Of that funding, $83 million will supplement existing investments for community-led processes to research and locate burial sites as well as to commemorate and memorialize the children who died at residential schools.

This is in addition to the $27.1 million which is part of the $33.8 million committed in the 2019 federal budget to implement the Truth and Reconciliation Commission’s Calls to Action 72 to 76 — bringing the government’s commitment to implement the TRC recommendations to $116.8 million.

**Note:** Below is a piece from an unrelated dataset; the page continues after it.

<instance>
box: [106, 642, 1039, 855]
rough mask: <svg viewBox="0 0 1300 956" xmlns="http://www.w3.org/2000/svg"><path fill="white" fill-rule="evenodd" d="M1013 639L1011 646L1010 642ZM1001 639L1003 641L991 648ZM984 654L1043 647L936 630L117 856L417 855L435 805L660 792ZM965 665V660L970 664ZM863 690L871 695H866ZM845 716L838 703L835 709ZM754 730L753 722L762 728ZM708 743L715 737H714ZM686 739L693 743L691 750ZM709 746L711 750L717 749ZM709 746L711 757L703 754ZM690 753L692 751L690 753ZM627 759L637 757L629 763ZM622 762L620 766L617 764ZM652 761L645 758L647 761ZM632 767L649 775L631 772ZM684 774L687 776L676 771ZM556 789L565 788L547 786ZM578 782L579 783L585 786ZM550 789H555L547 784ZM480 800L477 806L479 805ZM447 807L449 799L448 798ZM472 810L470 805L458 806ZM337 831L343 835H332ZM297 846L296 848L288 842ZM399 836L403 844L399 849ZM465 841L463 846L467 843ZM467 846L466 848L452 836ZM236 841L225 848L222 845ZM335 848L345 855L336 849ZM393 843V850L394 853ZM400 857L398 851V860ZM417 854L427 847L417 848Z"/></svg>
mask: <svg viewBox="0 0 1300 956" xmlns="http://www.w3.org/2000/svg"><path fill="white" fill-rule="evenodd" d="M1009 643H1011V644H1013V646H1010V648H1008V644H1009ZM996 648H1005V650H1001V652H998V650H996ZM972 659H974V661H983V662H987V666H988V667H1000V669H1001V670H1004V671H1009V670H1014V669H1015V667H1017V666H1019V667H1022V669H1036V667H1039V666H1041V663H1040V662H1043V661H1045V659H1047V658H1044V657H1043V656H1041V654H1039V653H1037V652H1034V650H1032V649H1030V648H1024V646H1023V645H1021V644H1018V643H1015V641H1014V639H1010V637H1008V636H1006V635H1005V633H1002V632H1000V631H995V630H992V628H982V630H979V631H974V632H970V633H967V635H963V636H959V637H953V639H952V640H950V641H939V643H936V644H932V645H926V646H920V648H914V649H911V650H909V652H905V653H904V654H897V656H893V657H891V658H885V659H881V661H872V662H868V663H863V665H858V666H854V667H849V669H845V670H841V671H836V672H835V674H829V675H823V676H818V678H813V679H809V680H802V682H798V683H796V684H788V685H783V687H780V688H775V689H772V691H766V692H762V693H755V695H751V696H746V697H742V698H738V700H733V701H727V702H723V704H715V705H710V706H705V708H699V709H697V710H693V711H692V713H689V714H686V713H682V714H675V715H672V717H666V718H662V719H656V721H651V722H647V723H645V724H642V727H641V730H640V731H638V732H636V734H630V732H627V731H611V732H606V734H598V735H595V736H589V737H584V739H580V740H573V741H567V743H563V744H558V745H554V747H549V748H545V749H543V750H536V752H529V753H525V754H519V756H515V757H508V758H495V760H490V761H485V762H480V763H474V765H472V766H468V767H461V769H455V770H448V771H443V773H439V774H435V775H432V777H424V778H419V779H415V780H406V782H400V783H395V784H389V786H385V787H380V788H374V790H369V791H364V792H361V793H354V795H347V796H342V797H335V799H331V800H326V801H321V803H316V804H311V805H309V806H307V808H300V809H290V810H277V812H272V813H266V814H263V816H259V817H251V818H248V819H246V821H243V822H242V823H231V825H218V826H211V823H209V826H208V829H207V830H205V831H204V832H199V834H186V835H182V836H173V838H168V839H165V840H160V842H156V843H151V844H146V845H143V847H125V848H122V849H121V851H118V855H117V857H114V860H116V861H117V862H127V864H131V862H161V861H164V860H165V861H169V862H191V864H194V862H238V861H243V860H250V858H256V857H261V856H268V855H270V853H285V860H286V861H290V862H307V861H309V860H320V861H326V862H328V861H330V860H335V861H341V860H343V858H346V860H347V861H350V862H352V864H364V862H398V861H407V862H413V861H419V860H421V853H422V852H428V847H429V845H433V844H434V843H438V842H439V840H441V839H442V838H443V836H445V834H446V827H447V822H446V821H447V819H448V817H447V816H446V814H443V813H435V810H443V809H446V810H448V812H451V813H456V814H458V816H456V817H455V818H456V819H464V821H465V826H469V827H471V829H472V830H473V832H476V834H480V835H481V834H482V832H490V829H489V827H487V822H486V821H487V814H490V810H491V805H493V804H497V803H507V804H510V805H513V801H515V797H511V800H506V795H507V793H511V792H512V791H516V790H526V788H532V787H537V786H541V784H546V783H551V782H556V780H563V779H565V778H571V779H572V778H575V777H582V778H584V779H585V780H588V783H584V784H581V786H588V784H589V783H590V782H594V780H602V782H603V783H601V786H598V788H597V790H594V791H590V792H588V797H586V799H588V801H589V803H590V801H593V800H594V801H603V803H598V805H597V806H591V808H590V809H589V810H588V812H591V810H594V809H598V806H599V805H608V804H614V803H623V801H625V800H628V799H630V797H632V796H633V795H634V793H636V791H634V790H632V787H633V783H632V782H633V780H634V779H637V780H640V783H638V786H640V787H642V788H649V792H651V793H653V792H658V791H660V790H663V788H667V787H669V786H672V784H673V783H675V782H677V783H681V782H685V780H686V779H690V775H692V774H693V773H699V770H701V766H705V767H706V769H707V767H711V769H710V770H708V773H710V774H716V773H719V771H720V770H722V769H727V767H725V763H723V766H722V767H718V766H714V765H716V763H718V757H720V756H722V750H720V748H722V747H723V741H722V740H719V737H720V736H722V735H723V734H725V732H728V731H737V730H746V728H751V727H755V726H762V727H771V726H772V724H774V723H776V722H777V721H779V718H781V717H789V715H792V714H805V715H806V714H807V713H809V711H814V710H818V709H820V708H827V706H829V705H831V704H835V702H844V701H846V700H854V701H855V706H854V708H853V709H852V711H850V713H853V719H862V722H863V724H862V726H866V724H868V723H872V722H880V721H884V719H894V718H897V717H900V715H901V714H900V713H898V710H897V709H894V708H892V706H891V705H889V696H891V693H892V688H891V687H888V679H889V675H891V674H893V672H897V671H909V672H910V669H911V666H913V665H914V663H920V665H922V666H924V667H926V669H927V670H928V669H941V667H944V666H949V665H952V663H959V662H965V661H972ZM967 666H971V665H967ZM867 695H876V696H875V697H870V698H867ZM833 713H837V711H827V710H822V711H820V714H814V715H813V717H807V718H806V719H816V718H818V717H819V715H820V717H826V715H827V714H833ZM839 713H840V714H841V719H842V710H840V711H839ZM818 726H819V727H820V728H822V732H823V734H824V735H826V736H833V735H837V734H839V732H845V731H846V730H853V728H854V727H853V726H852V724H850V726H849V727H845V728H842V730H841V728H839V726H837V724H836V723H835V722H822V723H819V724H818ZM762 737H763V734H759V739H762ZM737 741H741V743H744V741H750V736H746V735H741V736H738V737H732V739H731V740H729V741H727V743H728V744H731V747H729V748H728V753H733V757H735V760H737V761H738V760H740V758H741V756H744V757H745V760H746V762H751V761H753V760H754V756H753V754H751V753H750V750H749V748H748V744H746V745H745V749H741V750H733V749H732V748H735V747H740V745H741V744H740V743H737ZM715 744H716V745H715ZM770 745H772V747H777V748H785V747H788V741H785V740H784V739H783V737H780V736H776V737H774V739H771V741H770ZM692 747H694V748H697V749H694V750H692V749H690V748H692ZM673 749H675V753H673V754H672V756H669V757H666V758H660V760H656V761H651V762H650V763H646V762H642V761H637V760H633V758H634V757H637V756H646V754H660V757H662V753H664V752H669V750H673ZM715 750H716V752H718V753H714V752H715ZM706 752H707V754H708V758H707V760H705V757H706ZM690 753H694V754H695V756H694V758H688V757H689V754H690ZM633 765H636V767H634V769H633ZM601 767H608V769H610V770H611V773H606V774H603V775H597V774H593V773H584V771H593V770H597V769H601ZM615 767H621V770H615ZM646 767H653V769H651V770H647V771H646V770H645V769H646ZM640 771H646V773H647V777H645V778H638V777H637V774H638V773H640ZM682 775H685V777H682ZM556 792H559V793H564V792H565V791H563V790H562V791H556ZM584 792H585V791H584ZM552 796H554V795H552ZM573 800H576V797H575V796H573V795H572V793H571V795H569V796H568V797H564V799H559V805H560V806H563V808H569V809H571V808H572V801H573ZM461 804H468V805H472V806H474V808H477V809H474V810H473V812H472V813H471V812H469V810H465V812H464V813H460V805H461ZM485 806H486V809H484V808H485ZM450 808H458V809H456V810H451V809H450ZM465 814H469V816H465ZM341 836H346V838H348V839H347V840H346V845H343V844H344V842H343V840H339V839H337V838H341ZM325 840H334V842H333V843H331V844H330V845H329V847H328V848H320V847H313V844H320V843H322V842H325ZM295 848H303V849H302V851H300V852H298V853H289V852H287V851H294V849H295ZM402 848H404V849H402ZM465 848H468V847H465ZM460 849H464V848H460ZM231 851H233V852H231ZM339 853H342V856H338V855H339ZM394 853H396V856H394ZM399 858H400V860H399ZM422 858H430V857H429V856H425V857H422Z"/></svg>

Bennett said work has also started within the government to establish a National Advisory Committee to advise communities and Ottawa on the work to locate burial sites. That committee, created in consultation with national Indigenous organizations, will consist of Indigenous knowledge holders, and experts in areas such as archaeology, forensics, pathology and mental health, she said.

Marc Miller, Indigenous Services Minister

Marc Miller, Indigenous Services Minister

Residential school buildings hold painful memories, and many communities are currently discussing what they want to do with these structures going forward. Miller said Canada will provide $100.1 million over two years to support community plans to manage the buildings — whether those plans include demolition, rehabilitation or the construction of new facilities on reserve so that activities currently taking place in the former institutions can continue. Communities can access that support, as well as support for the location, commemoration and memorialization of remains, through the Residential Schools Missing Children - Community Support Funding Program.

The government said it remains committed “to ensuring that the tragic history and ongoing legacy of residential schools is never forgotten.” To support these efforts, it said $9.6 million over three years will be provided, in addition to the $13.4 million over five years already announced in the 2021 federal budget. The money will support initiatives that commemorate the history and ongoing legacy of residential schools, including events and activities marking the National Day for Truth and Reconciliation, which is to be observed for the first time Sept. 30, 2021.

The government said an additional $20 million in new funding will be set aside to build a national monument in Ottawa to honour Survivors and all the children who were taken from their families and communities.